念声不顾盐丁的劝阻,走进了花房小院儿。
负责看顾的粗使下人虽然认不准念声的面孔,可看着衣着打扮而已猜的到几分,又看见盐丁跟着身边小心伺候着,便也不疑有他,只管跪下行礼问安。
念声看了看四下,气味不算好,但周遭还算干净,粗砖小路上撒了石灰水,连带隔人的屋子外头的墙上也有刷过石灰水的痕迹,往近了走,浓浓的烧艾草的气味遮盖不少废料的味。

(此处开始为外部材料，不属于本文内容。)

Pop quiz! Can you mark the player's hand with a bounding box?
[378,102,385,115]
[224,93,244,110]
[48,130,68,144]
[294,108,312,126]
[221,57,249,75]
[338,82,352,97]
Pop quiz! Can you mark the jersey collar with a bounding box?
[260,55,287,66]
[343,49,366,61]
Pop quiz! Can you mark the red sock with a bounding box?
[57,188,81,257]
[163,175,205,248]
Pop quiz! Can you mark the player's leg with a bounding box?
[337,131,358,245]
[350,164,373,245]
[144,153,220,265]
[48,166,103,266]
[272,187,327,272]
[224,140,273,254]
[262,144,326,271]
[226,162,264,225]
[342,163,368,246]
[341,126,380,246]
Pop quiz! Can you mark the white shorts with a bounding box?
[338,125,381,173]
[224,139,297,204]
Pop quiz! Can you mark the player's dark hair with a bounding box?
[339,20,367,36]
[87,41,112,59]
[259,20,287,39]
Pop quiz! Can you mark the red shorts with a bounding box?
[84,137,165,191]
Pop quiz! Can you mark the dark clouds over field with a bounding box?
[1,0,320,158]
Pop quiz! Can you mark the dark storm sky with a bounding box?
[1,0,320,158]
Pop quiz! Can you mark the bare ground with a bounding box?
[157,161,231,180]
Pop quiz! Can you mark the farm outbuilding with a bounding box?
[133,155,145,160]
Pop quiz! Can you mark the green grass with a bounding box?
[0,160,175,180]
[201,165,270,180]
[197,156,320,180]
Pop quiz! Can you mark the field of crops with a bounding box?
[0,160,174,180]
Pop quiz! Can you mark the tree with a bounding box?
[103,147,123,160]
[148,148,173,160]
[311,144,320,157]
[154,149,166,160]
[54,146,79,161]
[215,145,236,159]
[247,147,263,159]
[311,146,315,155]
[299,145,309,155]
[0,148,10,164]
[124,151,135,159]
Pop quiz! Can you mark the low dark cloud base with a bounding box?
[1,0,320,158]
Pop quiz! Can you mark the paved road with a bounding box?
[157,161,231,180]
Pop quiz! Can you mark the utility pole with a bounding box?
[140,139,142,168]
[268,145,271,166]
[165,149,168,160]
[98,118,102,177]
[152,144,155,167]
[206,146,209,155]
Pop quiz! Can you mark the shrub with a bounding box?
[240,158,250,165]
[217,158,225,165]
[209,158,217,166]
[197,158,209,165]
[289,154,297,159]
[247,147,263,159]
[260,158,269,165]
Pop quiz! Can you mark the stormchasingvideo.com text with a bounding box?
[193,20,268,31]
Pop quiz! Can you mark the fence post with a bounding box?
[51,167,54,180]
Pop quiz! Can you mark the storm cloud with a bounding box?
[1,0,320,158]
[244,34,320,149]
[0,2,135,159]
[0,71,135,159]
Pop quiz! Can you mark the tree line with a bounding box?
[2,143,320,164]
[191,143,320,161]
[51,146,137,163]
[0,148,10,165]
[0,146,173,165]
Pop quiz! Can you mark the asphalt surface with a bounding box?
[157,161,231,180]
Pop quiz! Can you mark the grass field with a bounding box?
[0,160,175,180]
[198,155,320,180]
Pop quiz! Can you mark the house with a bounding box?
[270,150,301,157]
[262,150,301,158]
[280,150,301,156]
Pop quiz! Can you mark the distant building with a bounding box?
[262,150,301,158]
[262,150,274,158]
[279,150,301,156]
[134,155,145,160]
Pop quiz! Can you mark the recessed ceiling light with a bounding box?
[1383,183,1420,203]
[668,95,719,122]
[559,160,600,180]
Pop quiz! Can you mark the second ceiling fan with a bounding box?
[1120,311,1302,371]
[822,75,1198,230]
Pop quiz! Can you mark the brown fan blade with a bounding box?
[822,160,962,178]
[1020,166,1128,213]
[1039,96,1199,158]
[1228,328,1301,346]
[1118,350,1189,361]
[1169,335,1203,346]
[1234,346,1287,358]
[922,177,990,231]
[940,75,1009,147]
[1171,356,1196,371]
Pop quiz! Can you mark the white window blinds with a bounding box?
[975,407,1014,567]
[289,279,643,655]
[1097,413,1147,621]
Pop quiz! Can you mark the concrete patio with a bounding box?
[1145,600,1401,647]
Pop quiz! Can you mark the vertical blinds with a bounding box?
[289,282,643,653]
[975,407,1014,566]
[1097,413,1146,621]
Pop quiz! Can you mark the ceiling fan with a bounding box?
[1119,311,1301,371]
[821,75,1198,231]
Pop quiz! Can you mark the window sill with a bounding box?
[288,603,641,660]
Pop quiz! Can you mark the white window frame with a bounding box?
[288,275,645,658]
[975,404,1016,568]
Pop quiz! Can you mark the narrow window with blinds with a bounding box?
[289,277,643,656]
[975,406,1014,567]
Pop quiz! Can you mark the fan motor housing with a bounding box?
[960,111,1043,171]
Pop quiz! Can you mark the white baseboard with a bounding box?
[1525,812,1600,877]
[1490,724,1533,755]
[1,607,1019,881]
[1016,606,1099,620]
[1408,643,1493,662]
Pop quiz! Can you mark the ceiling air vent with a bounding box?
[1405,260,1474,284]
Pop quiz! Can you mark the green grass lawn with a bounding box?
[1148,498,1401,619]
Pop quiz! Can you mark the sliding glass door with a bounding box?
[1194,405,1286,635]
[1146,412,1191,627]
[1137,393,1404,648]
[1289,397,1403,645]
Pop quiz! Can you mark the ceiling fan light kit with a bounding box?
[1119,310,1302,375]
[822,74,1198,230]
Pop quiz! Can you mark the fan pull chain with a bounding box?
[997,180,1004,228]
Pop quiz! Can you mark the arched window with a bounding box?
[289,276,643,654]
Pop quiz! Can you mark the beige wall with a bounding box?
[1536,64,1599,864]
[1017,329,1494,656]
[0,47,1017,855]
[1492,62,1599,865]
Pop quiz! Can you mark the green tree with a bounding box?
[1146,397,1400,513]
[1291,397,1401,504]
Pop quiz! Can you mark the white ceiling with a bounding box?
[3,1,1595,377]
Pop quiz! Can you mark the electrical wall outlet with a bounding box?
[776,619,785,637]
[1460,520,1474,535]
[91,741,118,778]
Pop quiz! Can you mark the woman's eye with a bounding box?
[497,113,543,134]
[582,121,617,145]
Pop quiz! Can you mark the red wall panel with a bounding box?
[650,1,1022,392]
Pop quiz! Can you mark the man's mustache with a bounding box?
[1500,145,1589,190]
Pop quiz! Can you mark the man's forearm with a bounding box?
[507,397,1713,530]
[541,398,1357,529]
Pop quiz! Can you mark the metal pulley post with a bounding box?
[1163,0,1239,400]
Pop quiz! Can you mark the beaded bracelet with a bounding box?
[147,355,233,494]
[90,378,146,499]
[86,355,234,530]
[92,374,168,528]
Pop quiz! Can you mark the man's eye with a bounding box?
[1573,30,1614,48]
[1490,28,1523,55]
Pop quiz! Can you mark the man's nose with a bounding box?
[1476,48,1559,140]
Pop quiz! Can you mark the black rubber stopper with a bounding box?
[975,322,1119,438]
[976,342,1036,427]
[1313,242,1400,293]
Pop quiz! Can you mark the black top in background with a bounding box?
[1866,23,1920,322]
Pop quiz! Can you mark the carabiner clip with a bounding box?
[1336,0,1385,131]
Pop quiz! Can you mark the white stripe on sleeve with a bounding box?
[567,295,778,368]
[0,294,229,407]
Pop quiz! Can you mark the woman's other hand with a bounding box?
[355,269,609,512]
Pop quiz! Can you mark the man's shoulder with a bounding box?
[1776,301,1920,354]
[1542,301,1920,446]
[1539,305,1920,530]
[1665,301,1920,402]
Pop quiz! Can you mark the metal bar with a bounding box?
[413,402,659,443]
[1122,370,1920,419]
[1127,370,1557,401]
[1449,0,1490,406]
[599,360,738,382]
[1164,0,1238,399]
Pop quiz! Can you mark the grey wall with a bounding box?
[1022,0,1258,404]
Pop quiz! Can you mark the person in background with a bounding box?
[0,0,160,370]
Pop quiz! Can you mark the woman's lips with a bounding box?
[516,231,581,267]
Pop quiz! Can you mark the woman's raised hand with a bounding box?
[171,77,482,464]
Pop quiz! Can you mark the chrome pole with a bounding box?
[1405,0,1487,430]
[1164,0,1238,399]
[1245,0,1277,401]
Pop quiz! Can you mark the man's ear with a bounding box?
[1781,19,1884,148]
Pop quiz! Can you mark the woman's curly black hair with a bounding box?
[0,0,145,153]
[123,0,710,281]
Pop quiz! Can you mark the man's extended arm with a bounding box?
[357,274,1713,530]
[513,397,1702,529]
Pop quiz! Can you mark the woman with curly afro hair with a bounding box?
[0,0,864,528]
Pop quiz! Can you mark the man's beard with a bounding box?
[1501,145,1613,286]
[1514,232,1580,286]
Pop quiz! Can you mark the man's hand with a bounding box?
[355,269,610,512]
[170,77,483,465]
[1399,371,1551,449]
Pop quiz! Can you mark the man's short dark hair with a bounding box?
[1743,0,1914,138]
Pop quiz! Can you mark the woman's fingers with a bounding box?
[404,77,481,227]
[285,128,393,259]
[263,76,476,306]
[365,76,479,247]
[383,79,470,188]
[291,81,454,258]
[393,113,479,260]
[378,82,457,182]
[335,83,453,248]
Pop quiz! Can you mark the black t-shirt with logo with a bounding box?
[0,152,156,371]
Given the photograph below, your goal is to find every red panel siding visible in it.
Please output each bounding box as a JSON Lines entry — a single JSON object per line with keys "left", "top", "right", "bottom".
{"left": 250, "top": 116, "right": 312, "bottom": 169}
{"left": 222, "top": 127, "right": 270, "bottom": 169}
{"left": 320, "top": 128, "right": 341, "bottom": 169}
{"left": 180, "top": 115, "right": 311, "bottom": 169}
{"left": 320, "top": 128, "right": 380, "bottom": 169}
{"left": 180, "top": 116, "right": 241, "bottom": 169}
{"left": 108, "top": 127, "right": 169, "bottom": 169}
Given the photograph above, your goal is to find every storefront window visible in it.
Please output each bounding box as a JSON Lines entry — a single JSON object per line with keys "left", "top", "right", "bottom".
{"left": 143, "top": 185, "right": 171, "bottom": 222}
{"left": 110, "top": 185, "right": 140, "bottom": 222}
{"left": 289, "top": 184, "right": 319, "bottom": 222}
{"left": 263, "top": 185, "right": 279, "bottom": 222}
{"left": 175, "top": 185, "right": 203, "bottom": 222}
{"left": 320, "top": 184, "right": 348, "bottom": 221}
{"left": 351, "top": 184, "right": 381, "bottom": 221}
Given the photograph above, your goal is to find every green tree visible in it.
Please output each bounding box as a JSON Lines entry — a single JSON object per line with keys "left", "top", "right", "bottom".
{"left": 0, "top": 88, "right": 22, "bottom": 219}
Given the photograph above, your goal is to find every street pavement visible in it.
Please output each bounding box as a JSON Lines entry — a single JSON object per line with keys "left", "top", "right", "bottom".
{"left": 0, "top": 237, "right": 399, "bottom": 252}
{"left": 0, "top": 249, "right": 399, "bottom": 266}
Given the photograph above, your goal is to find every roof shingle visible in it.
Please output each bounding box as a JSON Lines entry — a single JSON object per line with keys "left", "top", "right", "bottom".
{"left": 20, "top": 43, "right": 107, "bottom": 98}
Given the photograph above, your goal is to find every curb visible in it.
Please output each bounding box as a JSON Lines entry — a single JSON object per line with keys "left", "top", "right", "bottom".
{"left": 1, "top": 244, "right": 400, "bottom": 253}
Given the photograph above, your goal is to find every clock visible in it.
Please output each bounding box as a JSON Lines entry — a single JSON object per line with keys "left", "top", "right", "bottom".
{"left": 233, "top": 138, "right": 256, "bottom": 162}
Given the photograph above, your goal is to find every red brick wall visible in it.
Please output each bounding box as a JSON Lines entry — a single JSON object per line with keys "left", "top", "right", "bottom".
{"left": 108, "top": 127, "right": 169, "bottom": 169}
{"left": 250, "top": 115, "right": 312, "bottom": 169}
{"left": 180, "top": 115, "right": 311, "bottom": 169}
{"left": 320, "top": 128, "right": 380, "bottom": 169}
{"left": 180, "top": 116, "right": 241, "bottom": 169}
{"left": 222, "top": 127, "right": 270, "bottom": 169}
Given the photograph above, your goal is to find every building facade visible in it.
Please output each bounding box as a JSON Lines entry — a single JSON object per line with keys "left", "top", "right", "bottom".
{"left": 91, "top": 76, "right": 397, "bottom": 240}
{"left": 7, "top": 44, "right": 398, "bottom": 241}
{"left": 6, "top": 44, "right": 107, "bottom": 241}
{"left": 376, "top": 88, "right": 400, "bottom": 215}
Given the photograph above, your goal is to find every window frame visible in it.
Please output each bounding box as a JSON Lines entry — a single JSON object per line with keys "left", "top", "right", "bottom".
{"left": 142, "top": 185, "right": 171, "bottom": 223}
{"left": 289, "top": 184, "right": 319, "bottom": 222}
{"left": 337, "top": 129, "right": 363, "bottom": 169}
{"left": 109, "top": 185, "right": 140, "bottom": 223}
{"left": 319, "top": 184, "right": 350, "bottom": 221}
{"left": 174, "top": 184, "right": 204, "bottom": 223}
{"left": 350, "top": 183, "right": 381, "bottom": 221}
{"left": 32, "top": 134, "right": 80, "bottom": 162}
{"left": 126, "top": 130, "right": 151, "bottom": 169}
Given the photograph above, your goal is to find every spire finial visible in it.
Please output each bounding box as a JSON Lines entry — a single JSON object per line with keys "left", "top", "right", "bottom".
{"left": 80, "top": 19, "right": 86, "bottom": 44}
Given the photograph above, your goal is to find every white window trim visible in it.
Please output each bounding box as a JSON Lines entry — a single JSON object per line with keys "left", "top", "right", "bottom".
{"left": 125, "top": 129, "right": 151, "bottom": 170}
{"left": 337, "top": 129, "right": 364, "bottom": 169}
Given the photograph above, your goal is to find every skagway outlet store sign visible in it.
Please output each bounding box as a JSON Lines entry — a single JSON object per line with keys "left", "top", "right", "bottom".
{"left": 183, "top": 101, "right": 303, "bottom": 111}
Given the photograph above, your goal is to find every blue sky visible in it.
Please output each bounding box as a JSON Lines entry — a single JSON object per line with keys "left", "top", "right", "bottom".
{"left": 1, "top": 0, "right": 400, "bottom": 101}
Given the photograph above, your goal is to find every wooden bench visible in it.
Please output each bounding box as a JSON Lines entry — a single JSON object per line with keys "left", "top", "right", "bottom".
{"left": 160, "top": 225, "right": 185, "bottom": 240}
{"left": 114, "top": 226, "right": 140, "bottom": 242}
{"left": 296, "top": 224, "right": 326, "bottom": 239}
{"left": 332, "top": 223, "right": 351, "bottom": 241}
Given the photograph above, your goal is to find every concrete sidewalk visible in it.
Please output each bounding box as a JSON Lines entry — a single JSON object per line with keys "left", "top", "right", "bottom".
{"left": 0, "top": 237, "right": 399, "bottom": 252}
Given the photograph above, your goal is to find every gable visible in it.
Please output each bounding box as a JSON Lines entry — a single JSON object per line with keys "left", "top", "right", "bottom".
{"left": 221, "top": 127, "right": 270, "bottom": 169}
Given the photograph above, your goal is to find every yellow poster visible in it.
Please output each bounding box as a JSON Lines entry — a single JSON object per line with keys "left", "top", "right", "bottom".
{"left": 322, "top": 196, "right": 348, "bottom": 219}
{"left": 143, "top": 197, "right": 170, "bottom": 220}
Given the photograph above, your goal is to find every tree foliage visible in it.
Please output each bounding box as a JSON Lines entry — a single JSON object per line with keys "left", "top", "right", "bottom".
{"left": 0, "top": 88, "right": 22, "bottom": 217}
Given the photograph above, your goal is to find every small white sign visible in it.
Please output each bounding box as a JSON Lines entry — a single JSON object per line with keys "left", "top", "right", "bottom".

看顾的粗使下人见念声走的近了,只好奓着胆子小声提醒,“福晋,那里头就是隔人的屋子了。您……您不好再往前多走了。”为着府里管家索多图说的,屋里看管的是可能染了疫病的人,所以无事,任谁也不能靠的太近,怕有万一。
念声闻言止住了脚步,看了看拦下自己的仆役,轻声问,“你知道为什么隔了他们单独在这儿吗?”
“奴婢知道。”
念声微微一惊,看这衣着打扮,听着刚刚那几句话,她真没想到这是粗使的仆妇。“那你不怕吗?”她原以为怎么也会安排一两个家丁,没想到居然派了个婆子来管事。
“奴婢不怕的。”那粗使妇人平日里除了往各处送些花草,就没怎么出过这花房的院子,更没再主子跟前回过话,此时只能努力让自己别说错什么,因此说的每个字都很慢。
“哦?”这越发出乎念声的意料了,“你不怕留在这里也染上吗?”
“奴婢是出过花儿的人,所以……所以不怕。”那仆妇说着,微微抬起头,偷看了一眼念声,就很快又低了下去。
只是这一瞥,叫念声看清了这仆妇的脸,上面密密麻麻的麻子点儿,看得人心头一紧。“你这脸上是?”念声强自镇定的问。
那仆妇把头低的更低了些,“小时候出花儿,能挣下条命已经不易,这脸上是痘印子。后头逃荒出来,熬的日子好过些了,也不是没请大夫瞧过,说是印进肉里了,掉不了了。”
“福晋问话,只答该答的。没问你的不用说。”盐丁在旁边听不下去,忍不住出言纠正。
那仆妇跪在地上的身子缩了缩,便不再言语。
念声看了一眼盐丁,“本福晋问话,你插嘴就是有规矩了?”随即让那仆妇起来回话。“这贝勒爷府里规矩是有的,可也没这么大的规矩,往后行过礼,便起来答话。你原不是近前伺候的,很多规矩做的不好也没什么大碍。”
仆妇谢过念声,起身往后退了两步,学着盐丁的样子躬身站了。